I never found out how many people moved through the turnstiles on November 24. The sun had come out, and while I would not describe the audience as populous, the place was far from deserted. Partly contributory was the draw for the concluding panel in a series, “Meetings on Art,” which spanned the duration of the biennial. Here, an impassioned Baratta introduced the topic of “Museums and Biennials,” arguing, among other things, for the agency of a single curator within a structure that not only values risk but effectively grants the privilege of autonomy in the first place. While he saw committees as deeply compromised, the speakers that followed—Gioni moderated Cristiana Collu, Alfredo Cramerotti, Bice Curiger, Abdellah Karroum, Achille Bonito Oliva, and Vicente Todolí—confirmed differences of opinion to a person. Gioni reiterated his notion of the biennial as a temporary museum; Curiger pleaded to subvert installations of historical exemplars with contemporary items (and vice versa); Oliva begged for a “mongrel, mixed-race” approach to the adoption of artists beyond the bounds of a nation-state; and so on. Despite the inclusion of so many “outsider” artists in “The Encyclopedic Palace,” the conversation here remained safely art-world, leaving the challenge of moving outside or beyond language, sociality, and aesthetics peripheral to the conversations making—or reinscribing—meaning.

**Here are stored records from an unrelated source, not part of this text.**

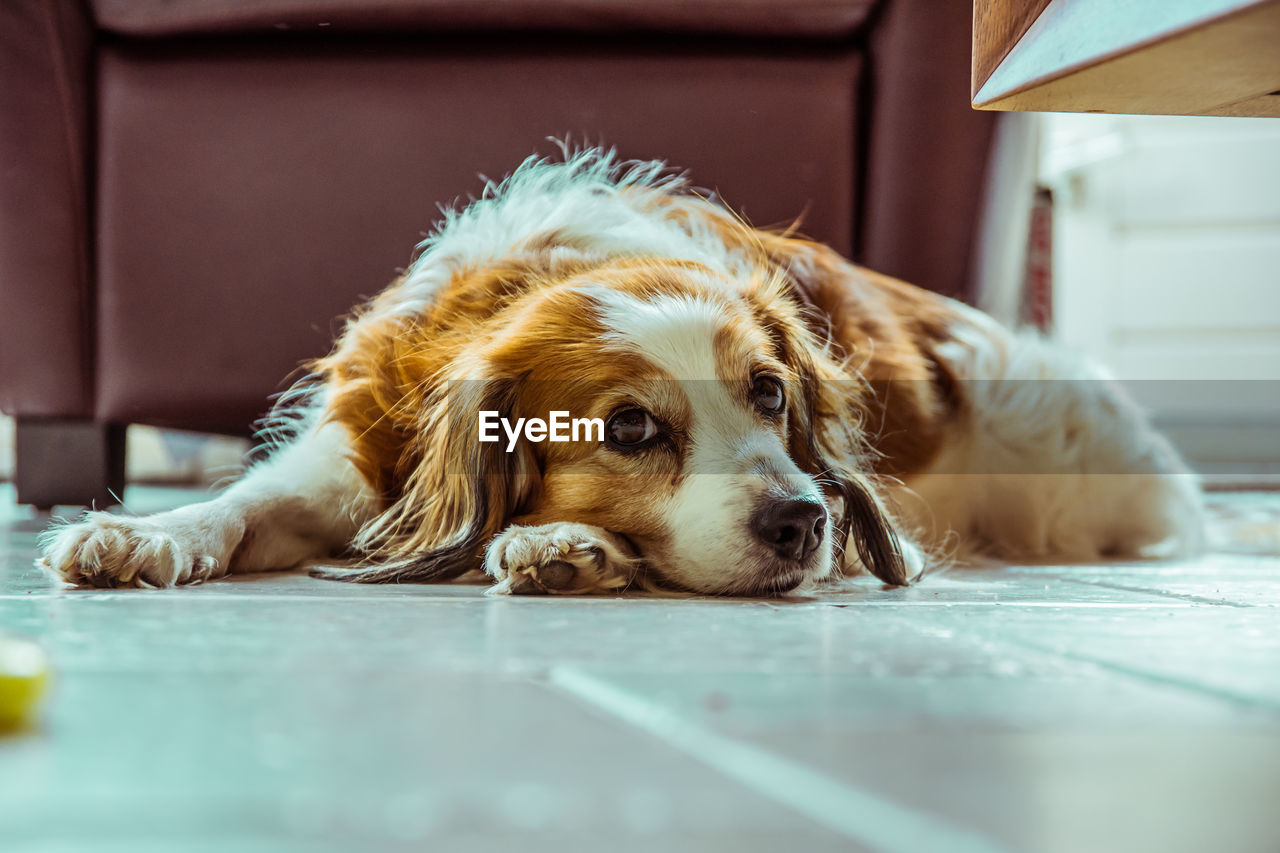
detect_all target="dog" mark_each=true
[40,149,1203,596]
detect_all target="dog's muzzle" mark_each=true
[751,496,827,564]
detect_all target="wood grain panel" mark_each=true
[970,0,1050,96]
[973,0,1280,115]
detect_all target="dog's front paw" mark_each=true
[484,521,639,596]
[37,512,235,587]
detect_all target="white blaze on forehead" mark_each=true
[594,288,724,379]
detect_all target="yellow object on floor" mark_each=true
[0,634,49,731]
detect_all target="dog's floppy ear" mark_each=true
[754,275,909,585]
[312,379,540,584]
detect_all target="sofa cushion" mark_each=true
[91,0,878,38]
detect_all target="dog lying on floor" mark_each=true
[41,150,1202,596]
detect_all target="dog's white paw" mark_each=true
[37,512,238,587]
[484,521,639,596]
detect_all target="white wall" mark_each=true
[1039,114,1280,464]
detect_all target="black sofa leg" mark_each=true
[14,415,124,510]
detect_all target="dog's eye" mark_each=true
[607,409,658,447]
[751,377,787,412]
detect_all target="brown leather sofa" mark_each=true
[0,0,991,506]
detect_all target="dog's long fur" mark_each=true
[42,150,1202,594]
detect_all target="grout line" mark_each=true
[549,666,1005,853]
[1002,638,1280,715]
[1061,578,1253,607]
[0,591,1208,611]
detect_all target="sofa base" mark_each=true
[14,416,125,510]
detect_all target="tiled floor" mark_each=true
[0,485,1280,853]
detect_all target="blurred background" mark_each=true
[0,113,1280,484]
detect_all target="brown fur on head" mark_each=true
[309,229,906,593]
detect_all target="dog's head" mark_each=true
[330,249,906,594]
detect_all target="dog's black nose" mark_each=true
[751,498,827,561]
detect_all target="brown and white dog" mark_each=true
[41,150,1202,594]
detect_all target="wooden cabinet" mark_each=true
[972,0,1280,117]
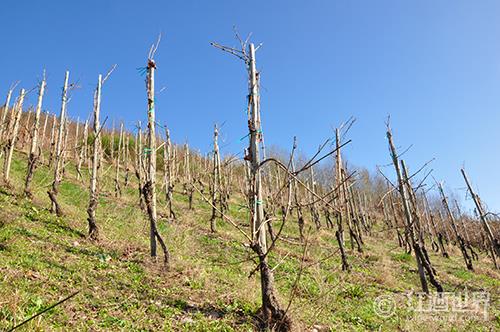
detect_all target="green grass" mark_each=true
[0,149,500,331]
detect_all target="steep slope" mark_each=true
[0,154,500,331]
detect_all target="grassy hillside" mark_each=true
[0,150,500,331]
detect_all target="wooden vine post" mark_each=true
[460,168,500,269]
[438,183,474,271]
[3,89,26,185]
[142,40,170,268]
[335,128,353,271]
[87,75,102,240]
[24,71,47,198]
[115,122,123,197]
[210,125,224,233]
[387,125,443,293]
[47,71,69,216]
[0,85,15,142]
[212,40,292,331]
[163,125,175,219]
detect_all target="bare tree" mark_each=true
[3,89,26,184]
[24,71,47,198]
[142,38,170,268]
[47,71,69,216]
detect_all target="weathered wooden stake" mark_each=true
[47,71,69,216]
[24,72,47,198]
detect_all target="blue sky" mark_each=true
[0,0,500,211]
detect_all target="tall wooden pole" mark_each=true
[438,183,474,271]
[24,72,47,198]
[460,168,500,269]
[142,54,170,267]
[47,71,69,216]
[3,89,26,184]
[0,89,13,142]
[248,43,267,252]
[85,75,102,240]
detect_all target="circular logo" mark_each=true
[373,295,396,318]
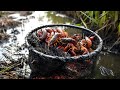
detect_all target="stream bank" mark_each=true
[0,11,120,79]
[56,11,120,54]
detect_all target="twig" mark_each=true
[108,37,120,51]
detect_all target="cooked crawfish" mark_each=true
[37,29,47,40]
[60,38,77,45]
[48,33,61,46]
[71,34,82,41]
[81,36,92,49]
[64,43,77,56]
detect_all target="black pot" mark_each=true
[26,24,103,75]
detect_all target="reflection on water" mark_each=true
[0,11,120,79]
[94,52,120,79]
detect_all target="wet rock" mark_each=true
[0,33,10,42]
[20,11,32,16]
[11,30,20,35]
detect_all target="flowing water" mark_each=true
[0,11,120,79]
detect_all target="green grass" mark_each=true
[74,11,120,36]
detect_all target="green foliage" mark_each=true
[69,11,120,35]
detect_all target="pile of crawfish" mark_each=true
[31,28,95,79]
[37,28,94,56]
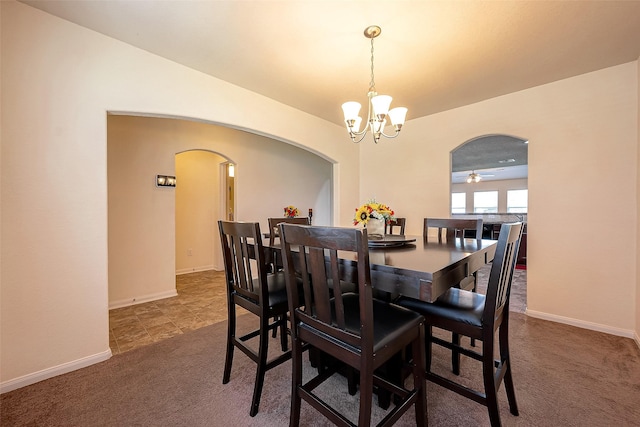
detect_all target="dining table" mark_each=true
[264,235,497,302]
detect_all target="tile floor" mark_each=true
[109,270,234,354]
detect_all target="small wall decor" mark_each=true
[156,175,176,187]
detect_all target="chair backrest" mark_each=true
[269,217,311,245]
[482,222,524,330]
[422,218,482,242]
[218,221,269,306]
[280,224,373,353]
[384,218,407,235]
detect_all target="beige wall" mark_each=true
[107,115,333,308]
[0,1,640,391]
[635,54,640,346]
[360,62,638,337]
[0,1,359,391]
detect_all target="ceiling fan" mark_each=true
[467,170,495,184]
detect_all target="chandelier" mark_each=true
[342,25,407,144]
[467,171,482,184]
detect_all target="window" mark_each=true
[451,193,467,213]
[507,190,529,213]
[473,191,498,213]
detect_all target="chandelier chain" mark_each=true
[369,38,376,92]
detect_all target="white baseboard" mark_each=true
[176,265,216,276]
[525,309,640,346]
[0,349,112,394]
[109,289,178,310]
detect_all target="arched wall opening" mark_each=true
[107,115,334,308]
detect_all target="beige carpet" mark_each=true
[0,304,640,427]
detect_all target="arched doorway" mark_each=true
[451,134,529,312]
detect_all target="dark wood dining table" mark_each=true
[265,235,497,302]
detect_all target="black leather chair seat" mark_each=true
[245,271,302,309]
[330,293,423,352]
[396,288,485,327]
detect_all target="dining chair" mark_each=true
[268,217,311,271]
[397,223,523,427]
[384,218,407,235]
[218,221,295,417]
[280,224,427,426]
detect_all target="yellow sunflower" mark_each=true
[353,205,371,225]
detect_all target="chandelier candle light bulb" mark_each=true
[342,25,407,144]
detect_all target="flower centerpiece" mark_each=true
[284,205,300,218]
[353,199,395,237]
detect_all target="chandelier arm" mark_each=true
[349,132,367,144]
[380,129,400,138]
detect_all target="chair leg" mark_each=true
[358,369,373,426]
[289,339,302,427]
[411,329,428,427]
[424,325,433,372]
[249,316,269,417]
[274,315,289,351]
[222,301,236,384]
[482,337,501,427]
[471,271,478,347]
[451,332,460,375]
[498,321,519,416]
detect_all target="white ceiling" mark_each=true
[22,0,640,181]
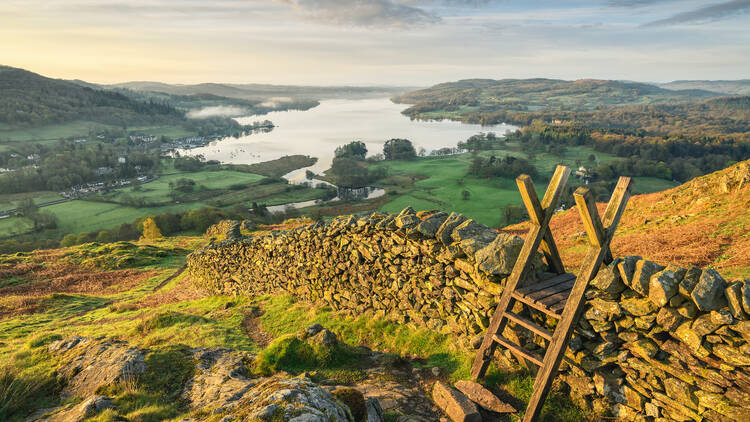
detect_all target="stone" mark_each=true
[712,344,750,366]
[454,380,516,413]
[630,259,665,296]
[664,377,698,410]
[724,280,747,319]
[656,308,684,331]
[48,337,146,397]
[474,233,523,277]
[432,381,482,422]
[366,398,385,422]
[678,267,703,298]
[590,263,625,297]
[690,269,727,312]
[620,298,657,316]
[740,280,750,315]
[648,268,681,306]
[674,321,703,351]
[435,212,467,245]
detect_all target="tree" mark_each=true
[335,141,367,161]
[383,138,417,160]
[140,217,164,240]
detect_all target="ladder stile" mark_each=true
[471,171,632,422]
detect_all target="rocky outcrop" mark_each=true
[188,209,750,421]
[48,337,146,397]
[188,208,545,334]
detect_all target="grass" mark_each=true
[105,170,263,203]
[377,143,675,227]
[235,155,318,177]
[44,200,207,233]
[0,217,34,238]
[0,237,582,421]
[0,191,63,211]
[0,121,113,142]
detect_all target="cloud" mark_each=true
[274,0,440,27]
[641,0,750,27]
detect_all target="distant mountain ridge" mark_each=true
[0,66,184,127]
[394,78,723,111]
[655,79,750,95]
[102,81,413,101]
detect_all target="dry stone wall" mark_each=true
[188,208,750,421]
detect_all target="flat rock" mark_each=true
[432,381,482,422]
[454,380,516,413]
[690,269,727,312]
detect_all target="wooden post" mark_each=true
[471,166,570,379]
[523,177,632,422]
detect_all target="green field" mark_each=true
[0,217,34,237]
[105,170,263,203]
[0,121,112,142]
[44,200,207,233]
[378,143,676,227]
[0,191,63,211]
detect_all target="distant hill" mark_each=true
[656,79,750,95]
[394,79,722,112]
[103,81,412,101]
[504,160,750,278]
[0,66,184,128]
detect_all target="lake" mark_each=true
[180,98,516,182]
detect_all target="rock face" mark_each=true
[455,380,516,413]
[224,378,355,422]
[188,209,750,422]
[48,337,146,397]
[432,381,482,422]
[188,208,546,334]
[182,348,259,409]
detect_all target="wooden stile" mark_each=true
[471,166,632,422]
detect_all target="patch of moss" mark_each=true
[64,242,185,270]
[139,345,195,402]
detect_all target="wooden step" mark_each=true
[513,273,576,319]
[492,334,542,367]
[503,311,552,341]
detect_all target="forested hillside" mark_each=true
[0,66,184,128]
[658,79,750,95]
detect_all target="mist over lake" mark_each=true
[180,98,516,178]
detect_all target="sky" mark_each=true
[0,0,750,86]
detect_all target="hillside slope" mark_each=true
[395,79,721,111]
[657,79,750,95]
[504,160,750,278]
[0,66,184,128]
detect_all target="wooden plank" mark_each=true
[573,187,604,248]
[471,166,570,380]
[526,279,575,303]
[516,273,576,295]
[492,334,542,366]
[542,229,565,274]
[513,294,560,319]
[523,178,632,422]
[505,311,552,341]
[550,299,568,313]
[536,282,574,309]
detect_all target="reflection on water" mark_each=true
[266,185,385,213]
[180,98,516,178]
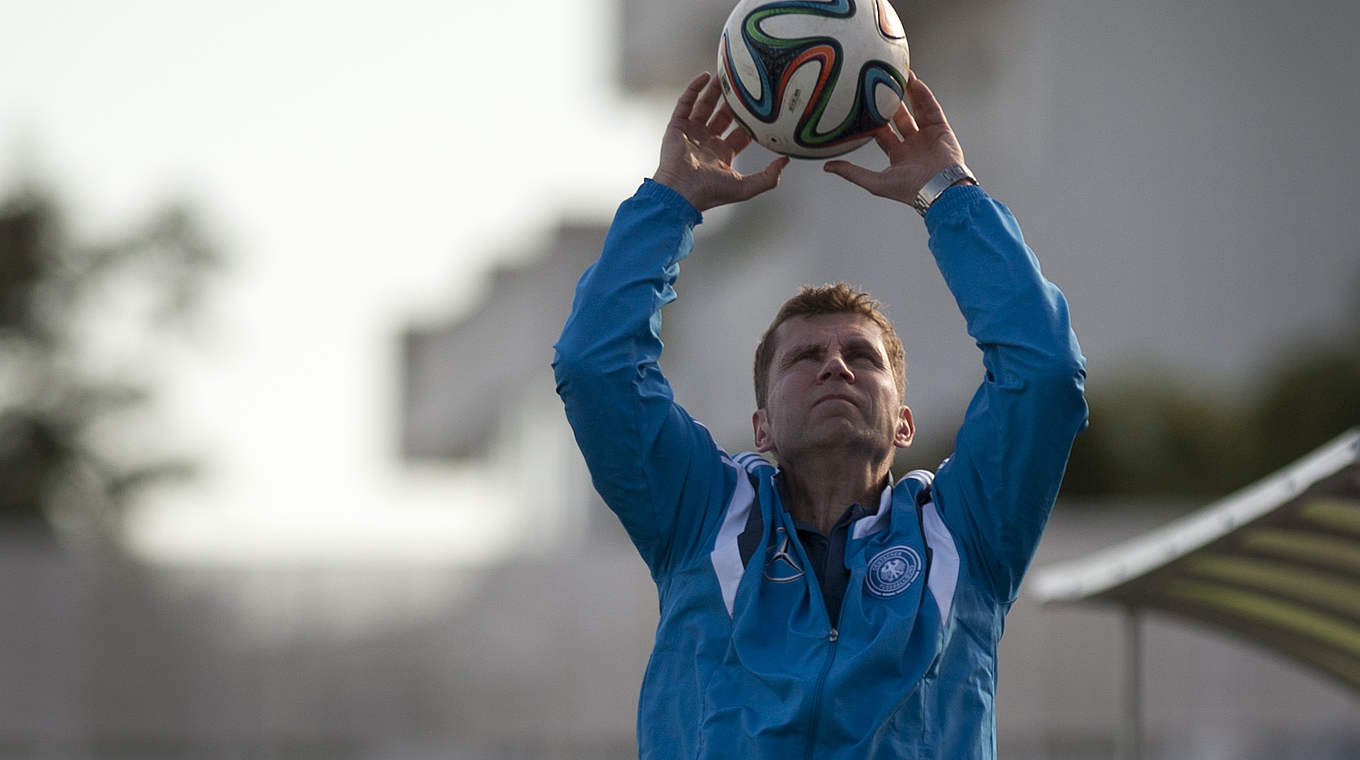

The panel concluded, I gave the Arsenale one last look. Rounding the corner at gallery thirteen, where Christian Marclay’s The Clock (the winner of the Golden Lion award at the 2011 Biennale) had been installed, I became aware of my pace quickening in real time. At about 5 PM, gazing into the distance beyond Walter De Maria’s Apollo’s Ecstasy, 1990, I saw a photo shoot featuring Baratta mugging for a camera crew before the vast expanse of parallel bronze rods. He and Gioni slipped outside for a smoke. With blue light falling over the grounds, I set out for Ragnar Kjartansson’s Icelandic fishing boat, which ferried a crew of uniformed musicians back and forth between two shipyard docks. The dinghy’s name, S.S. Hangover, comes from a boat-shaped bar that appears in a 1935 film, Remember Last Night?, directed by James Whale, which was itself based on a novel, The Hangover Murders—the plot of which turns on the investigation of the killing of one of a group of friends who were too drunk to recall what had happened. An emblem of forgetting, the piece was evocative, even poignant to behold as the clock struck 5:45 PM and the loudspeaker announced, as though in a store, that we only had fifteen more minutes before the doors closed. A short while before, Gioni, who was perched beside the water nearby, took out his phone and documented the vessel’s procession. This all will be—has been, was made to be—archived, but will it be remembered? And how?

Massimiliano Gioni photographs Ragnar Kjartansson’s S.S. Hangover.